Note: this is distinct from FAP (she doesn’t explain how in the lecture unfortunately)

Question 53

We now move on to the fifth subject of this deck: cancer therapeutics. I would like to say beforehand that this lady did not explain anything on how they work, so if you feel that the information is limited and you do not understand… first of all: same, second of all: I really put in everything that was discussed in the lecture so I assume that this is all you need to know

Answer 53

:) (this also applies to the previous flashcards)

Question 54

Why is knowledge on DNA repair important?

Answer 54

So that we can develop personalized medicine

Question 55

True/false: Only hereditary tumors have specific DNA repair defects

Answer 55

False, also non-hereditary tumors can have specific DNA repair defects

Question 56

A medicine, called cisplatin inhibits cancer (cytostatica). Can you explain for which type (gene) of cancer this works?

Answer 56

In BRCA1 carriers (=one allele is mutated). Here, there’s BRCA1 loss which causes a defect in homologous recombination of cancer cells (this is not the case for normal cells). These cancer cells are sensitive to DNA cross-linkers like cisplatin (which causes apoptosis of cancer cells) and can therefore be used as a treatment.

Question 57

Why are the normal cells of a BRCA1-carrier not affected by cisplatin?

Answer 57

Because the normal cells do not have an HR defect.

Question 58

Why can cisplatin not be used in patients with biallelic mutations (=two alleles are mutated) in the homologous recombination gene (BRCA)?

Answer 58

Because tumors, as well as normal cells are sensitive to cisplatin. All cells will then be killed.

Question 59

So can a fanconi patient get a cisplatin treatment?

Answer 59

No, because it has a biallelic mutation!
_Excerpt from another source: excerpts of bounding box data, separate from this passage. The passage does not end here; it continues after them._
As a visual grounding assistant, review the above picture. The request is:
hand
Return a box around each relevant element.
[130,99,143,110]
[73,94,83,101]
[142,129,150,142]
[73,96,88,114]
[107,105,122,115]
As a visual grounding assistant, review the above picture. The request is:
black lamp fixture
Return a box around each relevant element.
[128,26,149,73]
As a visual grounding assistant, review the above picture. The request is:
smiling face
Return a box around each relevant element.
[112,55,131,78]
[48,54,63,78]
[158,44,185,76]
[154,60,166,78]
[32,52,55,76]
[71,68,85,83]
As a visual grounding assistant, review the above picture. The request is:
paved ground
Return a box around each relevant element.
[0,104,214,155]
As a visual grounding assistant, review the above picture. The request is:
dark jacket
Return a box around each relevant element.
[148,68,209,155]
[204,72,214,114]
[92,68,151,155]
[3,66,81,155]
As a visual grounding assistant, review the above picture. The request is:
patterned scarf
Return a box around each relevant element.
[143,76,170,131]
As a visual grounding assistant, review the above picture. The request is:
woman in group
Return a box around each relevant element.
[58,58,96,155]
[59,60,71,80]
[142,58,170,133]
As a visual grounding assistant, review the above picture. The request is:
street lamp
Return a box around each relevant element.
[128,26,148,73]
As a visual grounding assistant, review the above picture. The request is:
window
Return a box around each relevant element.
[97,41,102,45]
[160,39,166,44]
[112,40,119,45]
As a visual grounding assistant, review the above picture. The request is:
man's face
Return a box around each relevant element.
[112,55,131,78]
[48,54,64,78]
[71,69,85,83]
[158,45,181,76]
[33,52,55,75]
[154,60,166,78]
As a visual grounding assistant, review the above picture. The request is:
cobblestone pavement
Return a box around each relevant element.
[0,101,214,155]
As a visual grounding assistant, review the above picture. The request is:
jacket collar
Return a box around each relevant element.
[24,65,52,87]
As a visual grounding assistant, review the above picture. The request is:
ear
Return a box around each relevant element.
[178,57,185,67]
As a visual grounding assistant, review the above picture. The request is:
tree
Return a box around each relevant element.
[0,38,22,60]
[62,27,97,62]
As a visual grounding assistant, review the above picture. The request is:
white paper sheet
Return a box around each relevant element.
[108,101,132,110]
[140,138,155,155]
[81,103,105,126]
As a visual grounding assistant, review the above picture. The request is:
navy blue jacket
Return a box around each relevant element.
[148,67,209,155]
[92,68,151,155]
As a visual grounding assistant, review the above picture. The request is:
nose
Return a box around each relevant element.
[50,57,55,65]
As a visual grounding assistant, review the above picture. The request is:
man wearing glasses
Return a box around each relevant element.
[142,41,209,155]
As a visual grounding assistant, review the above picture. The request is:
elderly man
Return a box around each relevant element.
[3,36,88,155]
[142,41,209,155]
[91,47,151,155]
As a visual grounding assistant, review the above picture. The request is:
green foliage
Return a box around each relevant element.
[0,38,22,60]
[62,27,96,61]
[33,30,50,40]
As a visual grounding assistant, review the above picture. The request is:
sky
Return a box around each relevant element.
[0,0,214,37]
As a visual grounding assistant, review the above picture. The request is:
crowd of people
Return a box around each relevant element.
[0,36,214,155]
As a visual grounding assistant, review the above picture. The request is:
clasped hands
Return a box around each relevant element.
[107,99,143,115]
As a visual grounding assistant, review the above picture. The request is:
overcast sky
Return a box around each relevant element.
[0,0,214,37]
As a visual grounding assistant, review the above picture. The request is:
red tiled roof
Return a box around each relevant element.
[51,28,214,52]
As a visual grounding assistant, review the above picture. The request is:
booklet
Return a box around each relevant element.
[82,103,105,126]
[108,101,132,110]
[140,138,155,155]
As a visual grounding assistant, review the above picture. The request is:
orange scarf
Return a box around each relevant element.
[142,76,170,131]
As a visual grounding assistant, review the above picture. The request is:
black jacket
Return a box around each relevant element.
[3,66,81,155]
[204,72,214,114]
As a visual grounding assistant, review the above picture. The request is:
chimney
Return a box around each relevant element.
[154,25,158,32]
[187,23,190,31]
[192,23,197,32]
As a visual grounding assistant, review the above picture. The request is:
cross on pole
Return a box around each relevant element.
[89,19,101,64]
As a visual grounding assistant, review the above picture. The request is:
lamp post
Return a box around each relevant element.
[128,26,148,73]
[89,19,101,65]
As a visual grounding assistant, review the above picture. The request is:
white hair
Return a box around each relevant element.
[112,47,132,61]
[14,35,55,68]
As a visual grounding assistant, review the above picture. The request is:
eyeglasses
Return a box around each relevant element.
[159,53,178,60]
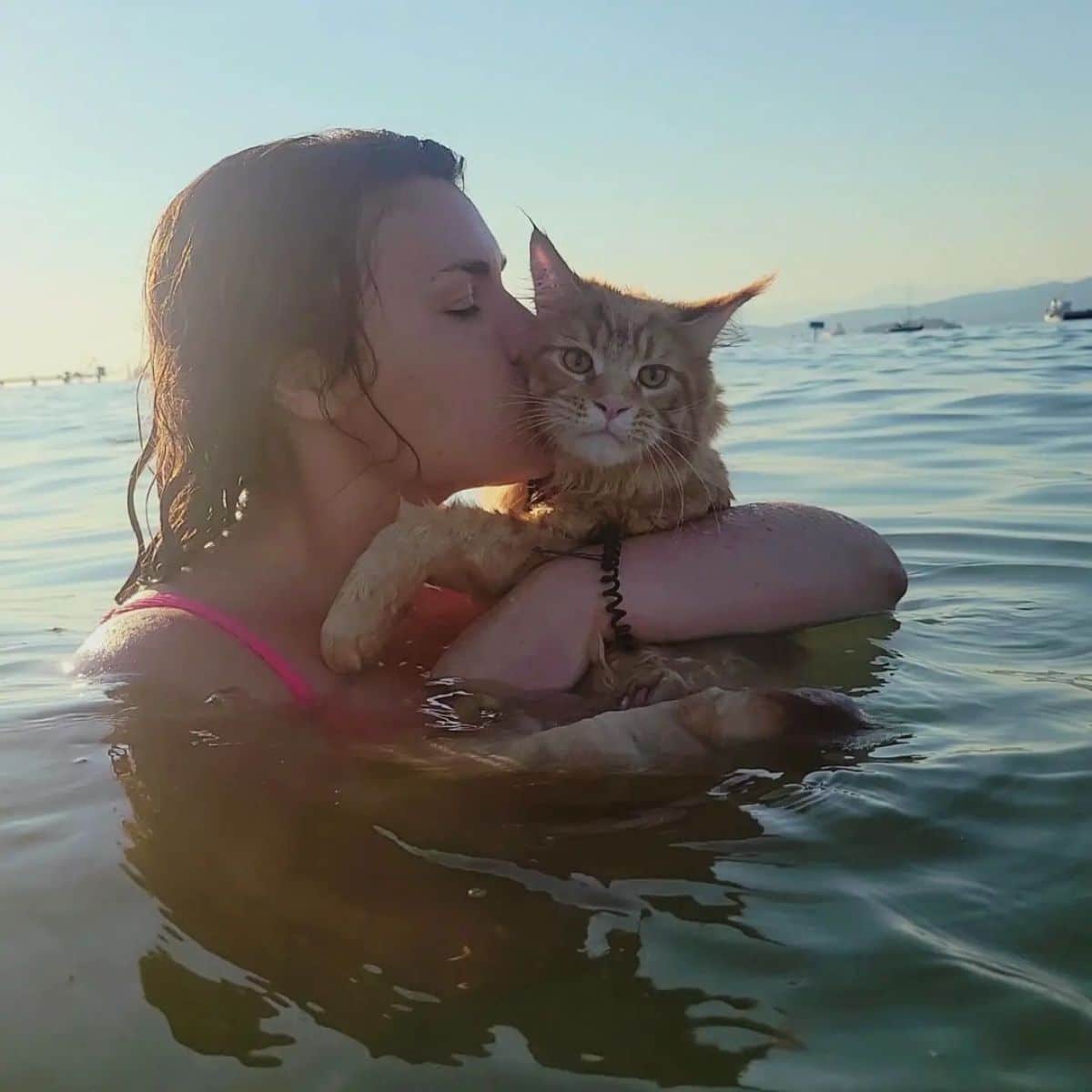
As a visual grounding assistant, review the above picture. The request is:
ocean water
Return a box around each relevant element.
[0,324,1092,1092]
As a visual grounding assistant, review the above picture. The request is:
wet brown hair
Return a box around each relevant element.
[116,129,463,602]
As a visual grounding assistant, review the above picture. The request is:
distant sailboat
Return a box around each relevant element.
[1043,299,1092,322]
[885,288,925,334]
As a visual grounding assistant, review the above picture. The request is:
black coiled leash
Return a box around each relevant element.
[600,523,637,652]
[536,523,637,652]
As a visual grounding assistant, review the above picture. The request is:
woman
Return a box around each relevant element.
[80,131,905,711]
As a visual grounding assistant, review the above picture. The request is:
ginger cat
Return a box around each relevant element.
[322,228,771,700]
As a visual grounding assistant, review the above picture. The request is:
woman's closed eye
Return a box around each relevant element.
[444,299,481,318]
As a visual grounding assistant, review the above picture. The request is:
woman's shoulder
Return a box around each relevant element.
[75,607,292,701]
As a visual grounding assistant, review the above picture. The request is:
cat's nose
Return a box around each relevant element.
[592,394,629,421]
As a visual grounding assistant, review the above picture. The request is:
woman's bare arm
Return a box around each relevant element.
[436,503,906,690]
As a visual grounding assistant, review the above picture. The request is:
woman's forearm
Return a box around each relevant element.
[622,503,906,641]
[436,504,906,690]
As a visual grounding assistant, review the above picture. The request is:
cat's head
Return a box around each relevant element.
[526,228,771,469]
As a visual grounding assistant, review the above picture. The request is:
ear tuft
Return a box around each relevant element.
[676,273,775,356]
[531,228,581,308]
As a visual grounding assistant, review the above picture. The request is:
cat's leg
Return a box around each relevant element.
[487,687,868,774]
[321,502,451,672]
[322,502,551,672]
[588,645,695,709]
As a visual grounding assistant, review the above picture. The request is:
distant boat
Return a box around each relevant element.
[1043,299,1092,322]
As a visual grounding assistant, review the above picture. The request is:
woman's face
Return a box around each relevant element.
[343,178,550,498]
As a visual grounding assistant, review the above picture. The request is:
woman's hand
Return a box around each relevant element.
[435,503,906,690]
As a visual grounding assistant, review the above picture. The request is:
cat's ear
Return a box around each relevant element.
[531,228,581,308]
[676,273,774,356]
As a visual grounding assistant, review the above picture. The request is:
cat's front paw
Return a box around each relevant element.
[321,601,389,675]
[607,649,693,709]
[320,563,420,675]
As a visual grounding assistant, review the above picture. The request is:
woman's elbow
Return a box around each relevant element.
[861,533,908,611]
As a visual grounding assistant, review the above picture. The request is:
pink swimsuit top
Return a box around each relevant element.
[103,592,317,705]
[103,584,484,706]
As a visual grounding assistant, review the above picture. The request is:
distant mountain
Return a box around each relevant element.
[760,277,1092,333]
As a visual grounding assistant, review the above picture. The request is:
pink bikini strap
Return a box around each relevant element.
[103,592,316,705]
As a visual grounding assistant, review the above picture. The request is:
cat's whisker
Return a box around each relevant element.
[655,438,686,526]
[641,434,671,523]
[646,439,721,534]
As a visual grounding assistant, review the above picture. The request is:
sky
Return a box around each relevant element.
[0,0,1092,377]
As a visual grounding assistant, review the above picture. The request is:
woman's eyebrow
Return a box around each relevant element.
[436,255,508,277]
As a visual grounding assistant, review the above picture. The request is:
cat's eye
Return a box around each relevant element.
[637,364,672,391]
[561,349,595,376]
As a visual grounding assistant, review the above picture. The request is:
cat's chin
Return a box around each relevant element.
[559,432,641,470]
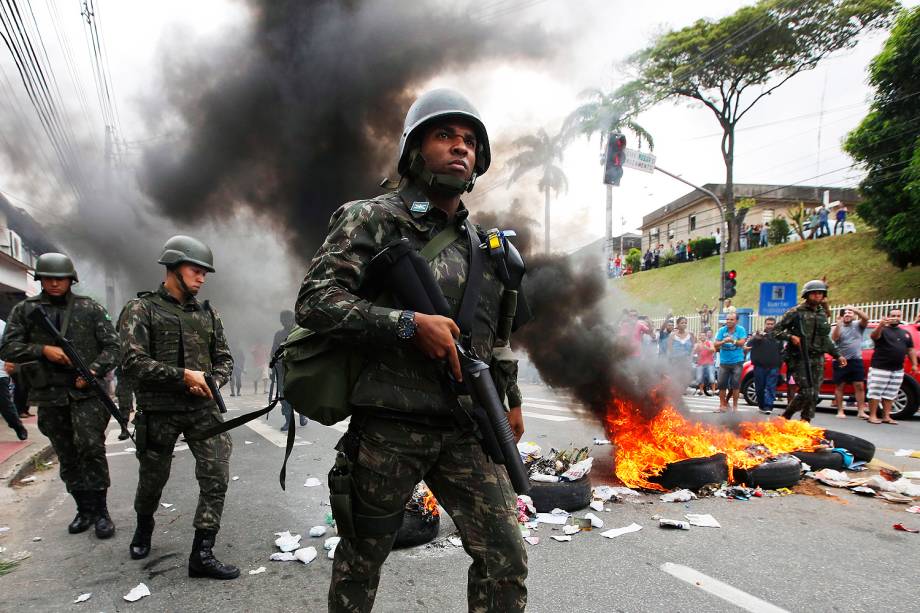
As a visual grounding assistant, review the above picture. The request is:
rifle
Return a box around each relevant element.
[29,305,134,441]
[374,237,530,494]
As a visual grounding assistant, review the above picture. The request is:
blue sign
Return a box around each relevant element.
[758,283,799,315]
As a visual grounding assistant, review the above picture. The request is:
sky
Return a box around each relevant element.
[0,0,916,334]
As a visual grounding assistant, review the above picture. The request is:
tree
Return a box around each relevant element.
[508,128,569,253]
[844,8,920,268]
[630,0,898,250]
[562,83,655,249]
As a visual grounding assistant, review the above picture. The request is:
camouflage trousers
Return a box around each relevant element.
[134,407,233,530]
[38,398,111,492]
[329,418,527,613]
[783,354,824,421]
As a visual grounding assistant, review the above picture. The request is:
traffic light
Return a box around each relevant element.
[604,132,626,185]
[722,270,738,298]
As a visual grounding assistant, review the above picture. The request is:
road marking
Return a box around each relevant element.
[522,411,575,421]
[661,562,789,613]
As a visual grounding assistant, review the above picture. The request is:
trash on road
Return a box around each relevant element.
[601,522,642,538]
[123,583,150,602]
[684,513,722,528]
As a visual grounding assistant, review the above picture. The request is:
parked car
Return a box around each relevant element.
[741,322,920,419]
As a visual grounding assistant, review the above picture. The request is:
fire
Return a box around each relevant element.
[606,394,824,490]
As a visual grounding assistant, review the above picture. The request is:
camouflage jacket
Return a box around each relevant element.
[773,302,840,360]
[118,284,233,411]
[0,292,118,405]
[296,183,520,416]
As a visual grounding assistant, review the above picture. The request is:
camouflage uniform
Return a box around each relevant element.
[0,292,118,493]
[296,182,527,611]
[773,302,840,421]
[119,285,233,530]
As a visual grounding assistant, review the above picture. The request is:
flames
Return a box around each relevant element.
[605,394,824,490]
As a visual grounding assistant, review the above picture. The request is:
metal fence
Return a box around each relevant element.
[651,298,920,334]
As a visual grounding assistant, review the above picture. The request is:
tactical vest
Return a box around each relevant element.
[134,292,215,411]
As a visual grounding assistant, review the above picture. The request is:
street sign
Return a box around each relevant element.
[758,283,799,315]
[623,147,655,173]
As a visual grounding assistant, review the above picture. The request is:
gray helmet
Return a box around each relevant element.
[802,279,827,298]
[396,89,492,175]
[157,234,214,272]
[32,253,79,283]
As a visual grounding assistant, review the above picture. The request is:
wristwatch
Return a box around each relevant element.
[396,311,418,341]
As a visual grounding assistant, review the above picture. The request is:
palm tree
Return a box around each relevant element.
[508,128,569,253]
[562,84,655,256]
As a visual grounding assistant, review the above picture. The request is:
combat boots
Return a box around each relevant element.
[188,528,240,579]
[67,491,94,534]
[129,514,156,560]
[92,490,115,539]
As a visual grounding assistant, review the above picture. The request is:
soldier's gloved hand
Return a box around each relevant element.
[413,313,463,381]
[182,368,212,398]
[42,345,70,366]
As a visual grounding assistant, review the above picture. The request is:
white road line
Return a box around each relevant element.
[661,562,789,613]
[522,411,575,421]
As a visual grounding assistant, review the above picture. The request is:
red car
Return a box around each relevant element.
[741,322,920,419]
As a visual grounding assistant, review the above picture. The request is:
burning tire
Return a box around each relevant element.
[530,476,591,513]
[792,451,844,470]
[651,453,728,490]
[734,453,804,490]
[824,430,875,462]
[393,511,441,549]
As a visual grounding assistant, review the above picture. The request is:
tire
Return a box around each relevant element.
[792,451,844,470]
[650,453,728,490]
[824,430,875,462]
[891,375,920,419]
[530,475,591,513]
[741,370,757,407]
[393,511,441,549]
[734,453,800,490]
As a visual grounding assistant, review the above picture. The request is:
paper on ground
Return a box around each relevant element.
[124,583,150,602]
[601,522,642,538]
[684,513,722,528]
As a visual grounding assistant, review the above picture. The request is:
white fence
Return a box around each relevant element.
[651,298,920,334]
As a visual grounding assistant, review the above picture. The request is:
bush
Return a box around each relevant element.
[626,247,642,272]
[690,238,716,259]
[767,215,789,245]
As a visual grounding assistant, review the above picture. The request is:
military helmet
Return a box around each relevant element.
[32,253,79,283]
[157,234,214,272]
[802,279,827,298]
[396,89,492,175]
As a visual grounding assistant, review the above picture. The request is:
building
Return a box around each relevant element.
[642,183,860,252]
[0,194,58,321]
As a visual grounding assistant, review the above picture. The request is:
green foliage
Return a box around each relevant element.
[690,237,716,259]
[767,215,789,245]
[844,7,920,268]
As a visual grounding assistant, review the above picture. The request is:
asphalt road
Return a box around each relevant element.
[0,386,920,613]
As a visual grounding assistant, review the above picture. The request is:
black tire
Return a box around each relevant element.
[824,430,875,462]
[741,370,757,407]
[891,375,920,419]
[393,511,441,549]
[792,451,843,470]
[734,454,800,490]
[530,476,591,513]
[650,453,728,490]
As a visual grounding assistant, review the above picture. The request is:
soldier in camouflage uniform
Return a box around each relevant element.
[296,90,527,612]
[773,281,847,421]
[0,253,118,538]
[119,236,240,579]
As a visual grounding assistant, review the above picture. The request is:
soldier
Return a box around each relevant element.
[0,253,118,538]
[773,280,847,421]
[296,89,527,612]
[119,235,240,579]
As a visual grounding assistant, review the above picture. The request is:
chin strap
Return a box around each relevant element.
[406,149,476,196]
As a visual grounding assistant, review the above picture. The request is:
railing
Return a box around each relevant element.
[651,298,920,334]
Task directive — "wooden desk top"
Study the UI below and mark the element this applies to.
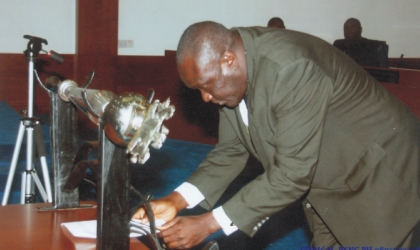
[0,202,149,250]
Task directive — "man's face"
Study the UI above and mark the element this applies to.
[178,57,247,108]
[344,20,362,40]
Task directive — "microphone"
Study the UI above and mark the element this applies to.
[42,50,64,64]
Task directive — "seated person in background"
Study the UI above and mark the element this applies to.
[267,17,286,29]
[333,18,388,67]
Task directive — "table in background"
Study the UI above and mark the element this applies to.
[0,203,149,250]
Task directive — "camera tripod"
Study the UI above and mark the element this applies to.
[2,35,63,206]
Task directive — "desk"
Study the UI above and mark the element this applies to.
[0,202,149,250]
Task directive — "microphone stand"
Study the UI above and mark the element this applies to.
[2,35,63,206]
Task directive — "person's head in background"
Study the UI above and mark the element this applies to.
[344,18,362,40]
[267,17,286,29]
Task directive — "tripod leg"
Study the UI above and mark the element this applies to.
[22,126,35,204]
[20,171,26,204]
[34,123,52,202]
[1,123,25,206]
[31,170,47,202]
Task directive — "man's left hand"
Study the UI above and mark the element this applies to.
[158,212,221,249]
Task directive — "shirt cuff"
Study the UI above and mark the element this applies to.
[175,182,204,208]
[212,206,238,235]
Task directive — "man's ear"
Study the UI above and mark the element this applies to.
[221,51,236,67]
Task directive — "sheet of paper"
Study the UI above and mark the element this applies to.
[61,220,163,239]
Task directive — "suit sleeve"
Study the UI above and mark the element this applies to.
[187,110,249,210]
[223,59,333,236]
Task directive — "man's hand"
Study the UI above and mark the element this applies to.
[131,192,188,223]
[158,212,220,249]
This will have an adverse effect and will lead to hospitalization and death

Question 60

What does synthethic lethality mean?

Answer 60

Synthethic lethality arises when a combination of deficiencies in the expression of two or more genes leads to cell death, whereas a deficiency in only one of these genes does not.

Question 61

How can synthetic lethality be used as a cancer therapeutic (explain with a gene mutation)?

Answer 61

For example, BRCA1 carries have a defect in the BRCA1-gene. By mutating another gene (using a PARP inhibitor), this will result in cell death only in those cells that have a mutation (thanks to synthetic lethality)

Question 62

What are the highlights of this chapter? (you obv don’t have to know this)

Answer 62

• DNA damage in relation to DNA repair mechanisms.
• When DNA repair goes wrong:
  
  • consequences for the individual (cancer predisposition syndromes; non-hereditary cancer).
  • consequences for the treatment of cancer.

Question 63

Which of the four figures is the right one?

1) A
2) B
3) C
4) D

Answer 63

B

see the figure for explanation

Question 64

The shown situation is a step in the following DNA repair mechanism:

1. Base-excision repair
2. Nucleotide-excision repair
3. Mismatch DNA repair
4. Cross-link repair by the FA network

Answer 64

1. Base-excision repair

Note: she did not give the answer in the lecture, I am quite sure this is the correct answer, but feel free to correct me!